The transaction is one of the biggest deals for a mining asset since Glencore Plc sold its Las Bambas copper asset in Peru to China’s MMG Ltd for $7 billion in a deal that closed in July.

Mining mergers and acquisitions have slowed to a crawl in the past year amid with a downturn in metals prices.

The transaction comes at a time when copper prices have fallen by a third since early 2011. The metal is currently one of the more divisive commodities among analysts, with opinions split over whether it will rally or lose ground during the rest of 2014.

Candelaria is expected to produce 156,000 tonnes of copper, 97,000 ounces of gold and 1.9 million ounces of silver in 2014. In 2013, Lundin produced nearly 117,000 tonnes of copper, along with zinc, lead and nickel at its operations in Portugal, Sweden, Spain, the Democratic Republic of Congo, Finland and the United States.

Lundin’s purchase gives the diversified base metals mining company a foothold in the world’s top copper-producing country.

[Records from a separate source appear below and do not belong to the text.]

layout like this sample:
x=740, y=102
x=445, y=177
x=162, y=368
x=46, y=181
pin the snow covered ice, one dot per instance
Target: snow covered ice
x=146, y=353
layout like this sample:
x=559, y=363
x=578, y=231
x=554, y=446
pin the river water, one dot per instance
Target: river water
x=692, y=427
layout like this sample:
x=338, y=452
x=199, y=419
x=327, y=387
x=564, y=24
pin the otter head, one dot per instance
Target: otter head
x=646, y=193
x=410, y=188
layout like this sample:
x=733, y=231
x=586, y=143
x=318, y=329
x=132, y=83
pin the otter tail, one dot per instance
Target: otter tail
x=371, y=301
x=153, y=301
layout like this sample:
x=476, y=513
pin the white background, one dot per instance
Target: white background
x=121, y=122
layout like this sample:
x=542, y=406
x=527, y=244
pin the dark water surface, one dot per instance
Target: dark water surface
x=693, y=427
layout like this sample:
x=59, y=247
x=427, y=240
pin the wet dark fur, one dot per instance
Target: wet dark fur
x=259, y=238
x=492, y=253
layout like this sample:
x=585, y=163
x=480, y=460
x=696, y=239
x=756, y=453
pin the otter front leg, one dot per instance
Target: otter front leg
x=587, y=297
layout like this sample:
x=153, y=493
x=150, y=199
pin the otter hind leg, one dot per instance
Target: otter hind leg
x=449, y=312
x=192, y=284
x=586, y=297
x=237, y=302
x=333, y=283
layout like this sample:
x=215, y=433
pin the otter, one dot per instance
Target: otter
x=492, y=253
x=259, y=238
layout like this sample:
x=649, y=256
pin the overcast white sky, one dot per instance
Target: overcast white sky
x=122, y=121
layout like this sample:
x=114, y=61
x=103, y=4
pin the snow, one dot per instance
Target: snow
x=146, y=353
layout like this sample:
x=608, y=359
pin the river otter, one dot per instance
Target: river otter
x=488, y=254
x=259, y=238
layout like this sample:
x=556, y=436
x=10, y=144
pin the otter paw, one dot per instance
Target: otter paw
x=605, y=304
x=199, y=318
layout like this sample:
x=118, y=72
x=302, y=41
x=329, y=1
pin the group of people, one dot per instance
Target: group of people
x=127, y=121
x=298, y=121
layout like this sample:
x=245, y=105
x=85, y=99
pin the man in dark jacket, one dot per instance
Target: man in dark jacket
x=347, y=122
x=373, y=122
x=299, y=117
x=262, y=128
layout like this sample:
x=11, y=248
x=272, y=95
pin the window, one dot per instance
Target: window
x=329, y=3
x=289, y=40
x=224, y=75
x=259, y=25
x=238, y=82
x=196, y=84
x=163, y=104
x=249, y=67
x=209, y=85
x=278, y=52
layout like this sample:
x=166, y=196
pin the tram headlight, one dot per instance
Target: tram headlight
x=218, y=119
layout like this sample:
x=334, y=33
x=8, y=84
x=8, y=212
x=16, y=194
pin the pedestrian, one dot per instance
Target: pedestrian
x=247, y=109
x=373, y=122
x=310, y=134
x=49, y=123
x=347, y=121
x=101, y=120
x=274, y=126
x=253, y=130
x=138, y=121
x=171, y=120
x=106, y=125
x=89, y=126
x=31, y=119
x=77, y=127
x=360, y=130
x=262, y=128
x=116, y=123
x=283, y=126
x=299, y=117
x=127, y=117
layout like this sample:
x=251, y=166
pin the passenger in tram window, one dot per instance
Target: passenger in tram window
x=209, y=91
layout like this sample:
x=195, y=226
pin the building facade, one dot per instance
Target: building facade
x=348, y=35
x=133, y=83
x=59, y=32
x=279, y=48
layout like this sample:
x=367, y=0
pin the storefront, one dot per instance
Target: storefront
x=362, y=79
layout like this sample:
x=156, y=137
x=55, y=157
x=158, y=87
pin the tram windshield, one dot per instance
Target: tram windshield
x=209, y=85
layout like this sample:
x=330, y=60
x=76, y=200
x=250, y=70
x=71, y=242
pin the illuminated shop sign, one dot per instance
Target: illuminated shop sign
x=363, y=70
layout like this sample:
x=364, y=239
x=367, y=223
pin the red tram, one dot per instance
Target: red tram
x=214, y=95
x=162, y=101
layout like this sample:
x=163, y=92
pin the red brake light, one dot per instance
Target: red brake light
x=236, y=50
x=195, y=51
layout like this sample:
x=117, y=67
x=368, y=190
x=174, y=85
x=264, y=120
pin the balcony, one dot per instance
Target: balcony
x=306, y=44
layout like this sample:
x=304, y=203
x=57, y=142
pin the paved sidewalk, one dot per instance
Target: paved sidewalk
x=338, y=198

“This transaction further enhances our company by providing increased operational and geographic diversification,” said Paul Conibear, Lundin’s president and chief executive.

For Freeport, an Arizona-based copper and gold miner as well as an oil and gas producer, the sale is an opportunity to reduce its high debt levels, which total more than $20 billion.

Freeport CEO Richard Adkerson said the company remained committed to Chile and to its other global copper assets.

Lundin is financing the cash acquisition in part by selling a stream of 68 percent of Candelaria’s gold and silver production to Franco-Nevada Corp for an upfront payment of $648 million.

In addition, Lundin has agreed to pay $200 million, calculated as 5 percent of net copper revenues in any year over the next five years during which the average realized copper price exceeds $4 per pound. Copper traded on Monday at $3.04 a pound.

It is also raising $1 billion in new senior secured debt and about $600 million in equity financing in connection with the deal.